Tornadoes in Choctaw County, Miss., 2010
And finally, in April 2010, tornadoes struck hard in another part of northeast Mississippi that included Choctaw County, then home of Glenmary's Ackerman mission. Pastoral coordinator Sister Alies Therese says she immediately went to the most devastated areas to see the damage and minister to people. Also, she and fellow members of the local ministerial association shared information with one another.
"Some of the local church communities and first responders were already coming in. I called Catholic Charities because I knew they would provide both short- and long-term help," she says.
"When we pulled up," said Michael Ann Oropeza of Catholic Charities at the time, "Sister Alies was hammering a ‘Free Meals Here' sign in the front yard of the Baptist church where she and several other faith-based leaders had set up a community stop." Sister Alies immediately introduced Michael Ann to those she had been working with and then took the Catholic Charities representatives to see the damage and meet those who had survived.
"Sister Alies and our team prayed with the survivors and we started providing assistance," Michael Ann said last spring. "Sister Alies is there in the community every moment, helping with distribution of goods, holding a hand, searching for loved ones who have not been located—and amazingly all the while kind, patient and providing a sense of peace. The care and unceasing support from those like Sister Alies is overwhelming. She makes me proud to say I am Catholic."

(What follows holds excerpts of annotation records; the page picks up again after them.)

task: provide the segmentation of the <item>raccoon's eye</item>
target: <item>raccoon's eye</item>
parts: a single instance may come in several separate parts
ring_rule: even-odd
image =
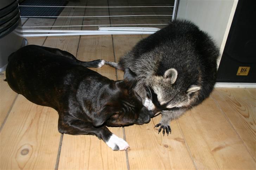
[[[178,109],[179,109],[179,108],[178,108],[178,107],[173,107],[172,108],[170,108],[169,109],[170,110],[178,110]]]

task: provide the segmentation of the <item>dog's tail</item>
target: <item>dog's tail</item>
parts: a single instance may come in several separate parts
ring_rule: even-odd
[[[12,53],[12,54],[10,54],[10,55],[8,57],[8,62],[9,62],[9,61],[10,60],[10,59],[12,57],[12,55],[13,54],[14,54],[14,52],[13,52],[13,53]]]

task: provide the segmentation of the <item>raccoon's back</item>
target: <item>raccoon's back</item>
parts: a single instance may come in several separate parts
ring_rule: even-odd
[[[213,88],[219,52],[211,37],[196,25],[176,20],[139,42],[119,65],[145,79],[150,74],[162,76],[167,69],[175,68],[179,76],[177,88],[195,83],[201,87],[196,105]]]
[[[154,51],[157,51],[158,49],[159,51],[160,50],[168,50],[166,48],[163,49],[161,47],[167,46],[172,49],[173,52],[176,52],[176,54],[173,53],[173,57],[176,57],[174,55],[177,54],[177,53],[183,50],[187,50],[180,48],[182,45],[184,45],[184,41],[186,43],[193,44],[194,49],[205,57],[208,58],[207,60],[210,62],[216,62],[218,56],[218,51],[210,36],[189,21],[176,20],[171,22],[167,27],[139,41],[131,51],[121,58],[119,64],[124,68],[130,68],[132,70],[136,72],[134,67],[137,67],[136,66],[136,63],[140,60],[147,59],[149,56],[151,59],[155,60],[152,61],[155,63],[160,60],[159,55],[153,56],[154,57],[153,59],[150,56],[152,55],[151,53],[154,53]],[[172,57],[168,56],[169,58]],[[203,59],[205,59],[205,57]],[[143,63],[146,67],[148,63]],[[141,66],[143,67],[143,66]],[[167,69],[169,68],[162,65],[161,67],[166,67]]]

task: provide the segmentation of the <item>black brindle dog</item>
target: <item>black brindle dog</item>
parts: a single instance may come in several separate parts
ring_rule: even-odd
[[[135,92],[136,75],[125,70],[124,80],[114,81],[86,67],[105,61],[86,62],[59,49],[29,45],[8,58],[6,80],[14,91],[59,114],[62,133],[94,135],[115,150],[129,147],[105,126],[149,122],[152,116]]]

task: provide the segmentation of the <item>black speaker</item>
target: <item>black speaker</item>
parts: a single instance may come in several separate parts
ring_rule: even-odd
[[[239,0],[218,70],[217,82],[256,82],[256,1]]]

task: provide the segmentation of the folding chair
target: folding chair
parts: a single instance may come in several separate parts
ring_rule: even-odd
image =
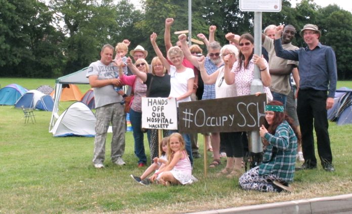
[[[33,122],[33,119],[34,119],[34,122],[36,122],[35,121],[35,117],[34,117],[34,113],[33,112],[32,109],[26,109],[24,108],[24,106],[22,106],[22,110],[23,110],[23,113],[24,114],[24,124],[25,124],[27,122],[29,122],[29,118],[32,120],[32,123],[34,124]]]

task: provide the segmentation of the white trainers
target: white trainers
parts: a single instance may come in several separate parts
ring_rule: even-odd
[[[126,165],[126,163],[123,161],[123,159],[122,159],[122,158],[121,157],[119,157],[117,158],[117,159],[116,160],[116,161],[114,162],[114,163],[115,164],[122,166],[123,165]]]
[[[97,168],[104,168],[104,165],[102,163],[95,163],[94,167]]]
[[[304,162],[304,158],[303,157],[303,153],[302,152],[298,152],[297,154],[296,160],[301,163]]]

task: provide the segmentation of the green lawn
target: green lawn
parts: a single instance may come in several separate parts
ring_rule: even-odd
[[[16,83],[28,89],[54,86],[53,79],[0,78],[2,87]],[[338,88],[352,88],[339,82]],[[89,88],[80,85],[82,93]],[[65,108],[71,102],[61,102]],[[297,172],[291,194],[242,190],[237,179],[216,178],[221,168],[208,169],[203,177],[203,159],[195,160],[194,175],[199,182],[166,188],[142,186],[129,177],[141,175],[133,153],[133,138],[126,134],[123,158],[127,165],[111,163],[111,134],[106,145],[106,167],[92,164],[94,139],[54,138],[49,133],[51,112],[35,111],[37,122],[24,124],[21,110],[0,106],[0,213],[181,213],[298,200],[352,192],[352,125],[331,122],[329,133],[336,172]],[[203,152],[201,136],[199,135]],[[145,140],[149,155],[147,141]],[[208,159],[211,160],[210,153]]]

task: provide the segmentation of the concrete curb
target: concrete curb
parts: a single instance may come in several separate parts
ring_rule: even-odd
[[[337,213],[340,214],[352,213],[352,194],[216,209],[192,212],[190,214],[330,214]]]

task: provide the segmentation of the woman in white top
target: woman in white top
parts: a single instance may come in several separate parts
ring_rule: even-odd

Over a year later, Sister Alies says she is still following up with several families who lost children and suffered serious injuries. And she points out that Catholic Charities is also still involved in helping them through counseling and other means. "Catholic Charities see themselves as long-term responders," Sister Alies says. "That is their real gift. They've been very thoughtful with these families."
Catholic Presence Is a Constant
The disasters and the recovery efforts differ from place to place. But in Glenmary mission areas, the Catholic presence is a constant. The many people in need have learned they can always rely on the help and support of their fellow community members at the local Glenmary mission parishes. And they've also found out they can count on their areas' Catholic Charities teams to lend their experienced assistance.